ロ包 ロ孝
 里美はかなりテンパってきた。

「それで更に『ダイエットしろ』だなんて! レディに向かってナンテ事言うのかしら、あのホモ野郎!」

「解った解った。言葉が汚いぞ? 里美。もう大概にしときなさい」

「どうなの? 栗原っ! アタシが痩せたらこの胸だって小さくなっちゃうのよ?」

「ぅにゃにゃにゃ〜ん」

 栗原は散々オッパイパンチやオッパイビンタを受けてグロッキーである。

「大体淳はどうなのよ!」

 お。今度は俺に矛先が向いたぞ?

「最近ちっとも構ってくれないし、アタシ寂しいんだから
 ……アタシがデブだから? こんな太い女は嫌いなのね?
 グスッ」

 怒り上戸かと思ったら今度は泣き上戸か。

「お前はデブじゃないよ。

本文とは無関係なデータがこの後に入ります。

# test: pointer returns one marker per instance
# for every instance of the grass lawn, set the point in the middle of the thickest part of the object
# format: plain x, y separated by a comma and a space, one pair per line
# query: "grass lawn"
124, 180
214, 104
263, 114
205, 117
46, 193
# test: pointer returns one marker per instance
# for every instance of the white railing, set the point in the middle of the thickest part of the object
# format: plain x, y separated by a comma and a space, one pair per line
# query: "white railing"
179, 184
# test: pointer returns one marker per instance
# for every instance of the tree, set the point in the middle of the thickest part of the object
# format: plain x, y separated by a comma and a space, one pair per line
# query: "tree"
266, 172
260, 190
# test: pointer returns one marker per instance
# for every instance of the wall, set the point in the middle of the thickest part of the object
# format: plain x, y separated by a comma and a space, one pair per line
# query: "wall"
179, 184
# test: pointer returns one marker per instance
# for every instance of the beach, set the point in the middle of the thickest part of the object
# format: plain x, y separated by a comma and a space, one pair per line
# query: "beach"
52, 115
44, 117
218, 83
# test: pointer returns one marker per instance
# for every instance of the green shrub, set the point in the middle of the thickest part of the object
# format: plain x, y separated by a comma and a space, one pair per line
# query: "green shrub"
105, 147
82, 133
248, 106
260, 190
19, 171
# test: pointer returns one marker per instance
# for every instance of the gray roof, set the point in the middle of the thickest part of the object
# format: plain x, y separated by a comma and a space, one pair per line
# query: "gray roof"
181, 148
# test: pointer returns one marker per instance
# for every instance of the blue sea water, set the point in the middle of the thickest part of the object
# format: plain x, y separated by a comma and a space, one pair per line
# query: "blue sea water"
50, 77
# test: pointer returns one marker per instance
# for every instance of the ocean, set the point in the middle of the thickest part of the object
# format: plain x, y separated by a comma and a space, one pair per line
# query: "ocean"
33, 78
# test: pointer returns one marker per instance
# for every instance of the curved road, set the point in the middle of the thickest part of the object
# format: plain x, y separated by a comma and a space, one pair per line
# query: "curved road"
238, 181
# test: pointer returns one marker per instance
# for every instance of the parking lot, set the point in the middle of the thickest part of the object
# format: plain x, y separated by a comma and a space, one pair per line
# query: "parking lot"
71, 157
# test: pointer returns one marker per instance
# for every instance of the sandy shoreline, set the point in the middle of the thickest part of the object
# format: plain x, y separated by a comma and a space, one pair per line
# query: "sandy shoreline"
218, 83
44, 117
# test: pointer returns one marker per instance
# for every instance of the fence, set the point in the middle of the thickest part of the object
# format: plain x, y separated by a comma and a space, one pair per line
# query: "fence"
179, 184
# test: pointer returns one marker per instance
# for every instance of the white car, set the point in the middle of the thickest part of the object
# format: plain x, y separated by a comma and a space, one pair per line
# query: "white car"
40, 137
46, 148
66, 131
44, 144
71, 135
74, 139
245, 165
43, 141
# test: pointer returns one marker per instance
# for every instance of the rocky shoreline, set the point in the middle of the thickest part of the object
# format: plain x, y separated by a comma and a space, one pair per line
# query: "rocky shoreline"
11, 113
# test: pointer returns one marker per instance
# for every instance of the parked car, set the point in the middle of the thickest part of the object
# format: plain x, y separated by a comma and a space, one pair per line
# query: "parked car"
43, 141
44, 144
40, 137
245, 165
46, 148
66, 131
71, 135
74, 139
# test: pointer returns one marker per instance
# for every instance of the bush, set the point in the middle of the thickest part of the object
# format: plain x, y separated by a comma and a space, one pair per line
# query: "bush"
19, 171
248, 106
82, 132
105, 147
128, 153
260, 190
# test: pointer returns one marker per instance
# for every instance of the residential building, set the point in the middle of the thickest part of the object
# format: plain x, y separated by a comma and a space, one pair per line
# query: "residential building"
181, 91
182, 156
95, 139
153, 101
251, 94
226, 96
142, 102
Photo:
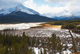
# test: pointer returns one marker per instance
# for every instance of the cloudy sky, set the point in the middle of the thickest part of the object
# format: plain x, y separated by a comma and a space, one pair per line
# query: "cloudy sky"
47, 7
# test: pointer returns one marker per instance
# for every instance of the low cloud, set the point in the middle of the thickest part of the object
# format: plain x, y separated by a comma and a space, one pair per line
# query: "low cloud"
69, 8
52, 1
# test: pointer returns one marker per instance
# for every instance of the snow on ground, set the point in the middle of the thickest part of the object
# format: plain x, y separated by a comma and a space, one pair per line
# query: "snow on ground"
18, 26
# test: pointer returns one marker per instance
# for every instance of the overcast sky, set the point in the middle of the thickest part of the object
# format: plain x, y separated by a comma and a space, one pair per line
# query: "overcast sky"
53, 7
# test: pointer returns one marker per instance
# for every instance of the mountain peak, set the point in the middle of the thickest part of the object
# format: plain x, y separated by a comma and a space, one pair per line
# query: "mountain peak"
19, 7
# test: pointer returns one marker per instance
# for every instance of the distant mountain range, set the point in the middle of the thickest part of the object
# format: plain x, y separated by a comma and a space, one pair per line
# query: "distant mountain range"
21, 14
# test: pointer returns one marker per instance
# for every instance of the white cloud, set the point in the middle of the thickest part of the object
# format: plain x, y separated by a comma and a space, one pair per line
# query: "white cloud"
52, 1
9, 3
70, 7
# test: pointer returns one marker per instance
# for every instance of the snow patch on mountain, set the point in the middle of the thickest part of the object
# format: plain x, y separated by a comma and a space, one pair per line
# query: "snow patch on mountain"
19, 7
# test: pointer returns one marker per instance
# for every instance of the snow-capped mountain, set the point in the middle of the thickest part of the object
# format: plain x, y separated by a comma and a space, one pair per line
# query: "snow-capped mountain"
19, 7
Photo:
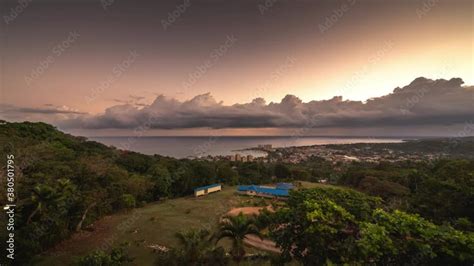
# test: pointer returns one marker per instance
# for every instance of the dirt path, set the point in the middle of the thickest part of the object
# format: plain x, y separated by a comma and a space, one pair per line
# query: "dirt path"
249, 210
264, 244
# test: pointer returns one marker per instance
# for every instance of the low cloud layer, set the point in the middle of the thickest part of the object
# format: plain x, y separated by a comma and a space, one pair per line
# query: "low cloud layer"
422, 102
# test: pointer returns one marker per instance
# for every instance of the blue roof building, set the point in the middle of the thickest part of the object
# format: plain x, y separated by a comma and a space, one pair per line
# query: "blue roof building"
263, 191
285, 186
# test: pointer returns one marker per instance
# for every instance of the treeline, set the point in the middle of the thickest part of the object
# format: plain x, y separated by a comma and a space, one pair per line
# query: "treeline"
441, 190
337, 226
65, 183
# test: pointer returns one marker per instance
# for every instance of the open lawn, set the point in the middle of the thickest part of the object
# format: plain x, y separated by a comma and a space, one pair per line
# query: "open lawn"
154, 224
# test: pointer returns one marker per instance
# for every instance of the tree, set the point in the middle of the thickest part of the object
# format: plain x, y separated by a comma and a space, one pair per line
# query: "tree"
236, 228
195, 248
320, 227
162, 178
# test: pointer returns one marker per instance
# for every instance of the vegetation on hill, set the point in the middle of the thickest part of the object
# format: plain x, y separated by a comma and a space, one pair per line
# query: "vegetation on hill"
404, 210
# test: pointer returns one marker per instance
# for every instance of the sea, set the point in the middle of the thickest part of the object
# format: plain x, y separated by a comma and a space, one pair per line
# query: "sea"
192, 147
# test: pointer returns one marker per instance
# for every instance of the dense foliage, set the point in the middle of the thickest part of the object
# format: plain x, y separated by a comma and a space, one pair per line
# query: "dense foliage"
65, 183
409, 212
322, 226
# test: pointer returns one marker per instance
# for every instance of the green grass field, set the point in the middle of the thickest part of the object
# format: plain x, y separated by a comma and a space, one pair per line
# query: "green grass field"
155, 223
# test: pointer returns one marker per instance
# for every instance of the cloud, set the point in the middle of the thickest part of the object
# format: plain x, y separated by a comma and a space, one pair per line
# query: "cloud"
50, 113
422, 102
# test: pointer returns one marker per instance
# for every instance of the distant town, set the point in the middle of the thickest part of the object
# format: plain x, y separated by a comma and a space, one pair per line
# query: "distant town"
414, 150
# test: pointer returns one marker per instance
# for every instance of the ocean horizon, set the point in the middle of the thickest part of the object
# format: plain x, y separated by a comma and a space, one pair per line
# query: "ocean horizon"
199, 146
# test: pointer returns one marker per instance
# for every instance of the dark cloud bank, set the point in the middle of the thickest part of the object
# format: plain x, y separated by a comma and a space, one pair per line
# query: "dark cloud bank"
422, 102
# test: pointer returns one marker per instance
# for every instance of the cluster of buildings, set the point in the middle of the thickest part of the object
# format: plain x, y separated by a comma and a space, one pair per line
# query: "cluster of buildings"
280, 190
240, 158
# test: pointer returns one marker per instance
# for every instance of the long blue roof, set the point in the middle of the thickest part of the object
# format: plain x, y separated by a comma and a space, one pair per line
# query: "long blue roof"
206, 187
265, 190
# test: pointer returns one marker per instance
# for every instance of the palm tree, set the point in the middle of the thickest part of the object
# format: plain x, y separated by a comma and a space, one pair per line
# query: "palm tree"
41, 196
194, 244
236, 228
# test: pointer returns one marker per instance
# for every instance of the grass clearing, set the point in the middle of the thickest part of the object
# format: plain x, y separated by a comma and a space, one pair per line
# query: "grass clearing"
156, 223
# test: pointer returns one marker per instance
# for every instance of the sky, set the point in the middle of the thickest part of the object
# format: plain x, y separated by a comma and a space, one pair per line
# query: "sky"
107, 67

胸が大きいから痩せては見えないだけだって!
 それに今朝、様子を見に行ったじゃないか……」

「ふぇ〜ぇえん。やっぱり見た目デブだと思ってるんだ。ふぇえん」

 里美の泣き声は、うそ泣きみたいで面白い。

「だからデブじゃないって! 痩せて小骨が刺さりそうな女より、里美は女性らしくて素敵だよ」

 良く言えた! 自分を誉めてあげたい。

「朝はあんな風に言ったけどぉ、来てくれて嬉しかったんだからぁぁあ。
 うえ゙ぇ〜ぇん」

 可愛いヤツだ。おお、よしよし。

俺は里美を胸に抱き涙を拭いてやる。頭を撫で、髪を手櫛で梳いてやった。

「よしよし、よぉしよし」


∴◇∴◇∴◇∴


 次の日、例のカラオケ店。

「今日は栗原君が来てないな。知らないか?」

「いいえ? 仕事でも残ってるんじゃない?」

 栗原は連絡無しに俺を待たせた事が無いので、少々気になった。